L’Eglise catholique en Islande dispose de six paroisses, dont 3 pour la capitale Reykjavik et son agglomération: les paroisses du Christ-Roi et de Sainte-Marie, ainsi que celle de Saint-Joseph, à Hafnarfjördur. S’y ajoutent les paroisses St-Pierre à Akureiry, au nord du pays, la paroisse St-Thorlak à l’est de l’île, et la nouvelle paroisse «Saint Jean Paul II» à Keflavik. JB
Encadré
S’il était possible, depuis le XVIe siècle déjà, de trouver une Bible en islandais, il était en revanche impossible de se procurer un missel en langue originale. Il n’en a existé aucun jusqu’en mai de l’année dernière. Le travail de traduction du missel de l’Eglise catholique en islandais (islenska) a commencé il y a quarante ans. Grâce au soutien de l’œuvre d’entraide «Aide à l’Eglise en Détresse» (AED), dont la section suisse est basée à Lucerne, il a pu être imprimé pour «l’Année de la foi».

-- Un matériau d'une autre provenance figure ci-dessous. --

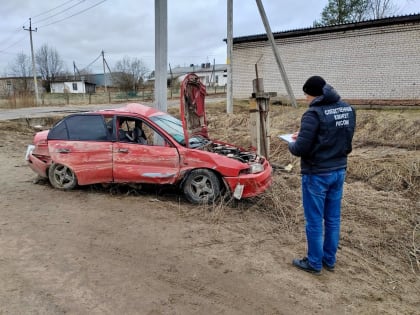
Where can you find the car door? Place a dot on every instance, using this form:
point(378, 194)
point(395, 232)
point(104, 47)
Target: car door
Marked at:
point(154, 161)
point(83, 143)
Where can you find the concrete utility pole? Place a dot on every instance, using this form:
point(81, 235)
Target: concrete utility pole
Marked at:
point(161, 54)
point(33, 61)
point(229, 94)
point(103, 64)
point(276, 53)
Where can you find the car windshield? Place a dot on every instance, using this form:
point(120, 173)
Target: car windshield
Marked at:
point(171, 125)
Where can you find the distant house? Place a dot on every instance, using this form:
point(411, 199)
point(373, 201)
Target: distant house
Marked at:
point(74, 87)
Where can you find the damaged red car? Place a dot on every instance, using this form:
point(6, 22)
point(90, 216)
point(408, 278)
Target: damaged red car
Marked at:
point(137, 144)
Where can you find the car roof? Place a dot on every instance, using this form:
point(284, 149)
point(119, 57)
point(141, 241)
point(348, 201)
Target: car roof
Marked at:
point(133, 108)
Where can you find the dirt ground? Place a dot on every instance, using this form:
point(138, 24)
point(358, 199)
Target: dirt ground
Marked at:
point(99, 251)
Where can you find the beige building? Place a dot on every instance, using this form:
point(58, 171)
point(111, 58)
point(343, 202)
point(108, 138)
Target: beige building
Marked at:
point(371, 60)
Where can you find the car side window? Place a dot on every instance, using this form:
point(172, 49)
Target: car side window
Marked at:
point(134, 130)
point(80, 128)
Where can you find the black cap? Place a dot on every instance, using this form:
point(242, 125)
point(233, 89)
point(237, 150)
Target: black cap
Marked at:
point(313, 86)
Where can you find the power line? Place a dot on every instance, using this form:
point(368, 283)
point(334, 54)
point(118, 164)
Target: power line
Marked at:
point(59, 6)
point(11, 45)
point(77, 13)
point(60, 12)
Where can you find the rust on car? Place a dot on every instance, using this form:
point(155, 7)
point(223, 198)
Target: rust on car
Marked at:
point(137, 144)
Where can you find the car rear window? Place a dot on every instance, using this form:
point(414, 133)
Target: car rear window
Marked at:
point(80, 127)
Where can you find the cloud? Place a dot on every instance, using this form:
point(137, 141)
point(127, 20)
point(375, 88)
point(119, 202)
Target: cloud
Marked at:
point(196, 29)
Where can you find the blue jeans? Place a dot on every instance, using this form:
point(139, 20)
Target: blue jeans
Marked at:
point(321, 195)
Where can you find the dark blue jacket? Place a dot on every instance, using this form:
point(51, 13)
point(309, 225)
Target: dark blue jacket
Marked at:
point(325, 134)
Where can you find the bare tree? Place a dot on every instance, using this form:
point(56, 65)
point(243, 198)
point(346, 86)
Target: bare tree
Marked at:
point(350, 11)
point(50, 65)
point(129, 73)
point(379, 9)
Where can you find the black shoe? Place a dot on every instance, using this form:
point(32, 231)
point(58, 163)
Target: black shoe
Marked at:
point(303, 264)
point(328, 267)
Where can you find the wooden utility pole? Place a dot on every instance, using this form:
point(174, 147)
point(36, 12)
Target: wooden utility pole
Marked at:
point(229, 94)
point(276, 53)
point(33, 61)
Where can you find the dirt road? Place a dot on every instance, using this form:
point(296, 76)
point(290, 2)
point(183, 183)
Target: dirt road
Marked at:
point(88, 251)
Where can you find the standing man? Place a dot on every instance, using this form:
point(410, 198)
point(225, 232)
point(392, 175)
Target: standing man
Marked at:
point(323, 143)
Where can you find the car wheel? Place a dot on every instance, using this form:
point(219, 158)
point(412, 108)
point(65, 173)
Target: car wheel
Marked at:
point(62, 177)
point(201, 186)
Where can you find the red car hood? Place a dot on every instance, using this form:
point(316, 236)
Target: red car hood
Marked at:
point(41, 136)
point(192, 107)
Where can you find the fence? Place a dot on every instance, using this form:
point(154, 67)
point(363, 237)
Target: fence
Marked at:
point(55, 99)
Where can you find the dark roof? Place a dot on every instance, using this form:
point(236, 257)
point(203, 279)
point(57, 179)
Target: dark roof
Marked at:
point(413, 18)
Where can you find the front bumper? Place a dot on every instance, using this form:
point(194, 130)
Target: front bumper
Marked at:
point(250, 185)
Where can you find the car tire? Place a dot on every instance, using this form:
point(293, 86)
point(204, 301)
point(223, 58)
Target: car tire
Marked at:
point(62, 177)
point(201, 186)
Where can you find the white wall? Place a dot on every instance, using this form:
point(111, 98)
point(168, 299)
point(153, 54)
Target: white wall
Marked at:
point(372, 63)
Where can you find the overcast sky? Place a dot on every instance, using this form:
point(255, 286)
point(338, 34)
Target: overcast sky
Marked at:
point(80, 29)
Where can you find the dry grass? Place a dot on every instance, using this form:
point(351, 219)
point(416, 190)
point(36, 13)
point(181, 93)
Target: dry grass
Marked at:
point(381, 207)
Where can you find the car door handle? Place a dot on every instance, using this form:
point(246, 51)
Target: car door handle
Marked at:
point(63, 150)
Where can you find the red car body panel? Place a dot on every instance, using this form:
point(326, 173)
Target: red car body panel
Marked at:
point(145, 164)
point(91, 161)
point(166, 158)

Mgr Pierre Bürcher a pu en remettre personnellement un exemplaire au pape François en mai de l’an dernier, ainsi qu’au président islandais Ólafur Ragnar Grímsson, «qui l’a mis dans le rayon d’honneur de la bibliothèque de la résidence présidentielle». Le coût de l’édition de ces 55 exemplaires de 1’500 pages s’est élevé à 80’000 euros. L’entreprise n’a pas été facile, car personne au sein de la Conférence épiscopale des pays scandinaves ne parle islandais. Et s’il y bien une vingtaine d’Islandais vivant à Rome, ils sont pour la plupart de confession luthérienne. Ce n’est donc pas facile de traduire les concepts liturgiques catholiques. Mgr Bürcher lui-même, s’il peut célébrer la messe et prêcher en islandais, doit faire traduire ses textes. Il avoue que «même avec plusieurs années d’études sérieuses, l’islandais reste une langue difficile». Il faut au moins deux ans d’études intensives à l’Université pour la maîtriser, ce qu’il n’a pas la possibilité de faire. De plus, il est impossible à l’évêché de Reykjavik de traduire tout ce qui vient de Rome. «Les Islandais sont très exigeants en ce qui concerne leur langue parce qu’ils savent l’importance qu’elle a eue dans l’histoire nationale. Leur langue est restée très pure étant donné l’insularité du pays. L’islandais a en effet connu très peu d’évolutions linguistiques au cours des siècles» (**). JB
(*) Par décret de Mgr Charles Morerod, évêque de Lausanne, Genève et Fribourg et en accord avec le chanoine Claude Ducarroz, prévôt du Chapitre cathédral, quatre nouveaux chanoines ont été nommés en 2014: Mgr Pierre Bürcher, évêque de Reykjavik (Islande), jadis évêque auxiliaire dans le diocèse durant 13 ans; Mgr Amédée Grab, évêque émérite de Coire, qui exerça un ministère épiscopal dans le diocèse durant 11 ans; Mgr Jean-Claude Périsset, évêque titulaire de Giustiniana Prima, jadis nonce apostolique en Roumanie, puis en Allemagne. Ils ont été nommés chanoines d’honneur. Mgr Niklaus Wyrwoll, prélat d’honneur de Sa Sainteté, a, quant à lui, été nommé chanoine honoraire. Ce prélat allemand est très lié à l’Institut œcuménique de l’Université de Fribourg.
(**) L’islandais (islenska) a pour racine historique le norrois, qui était pratiqué depuis le Moyen Age dans les pays scandinaves. Mais l’isolement de l’Islande et son importante tradition écrite ont permis une conservation exceptionnelle de la langue originelle, non seulement dans sa version écrite, mais également dans sa version orale.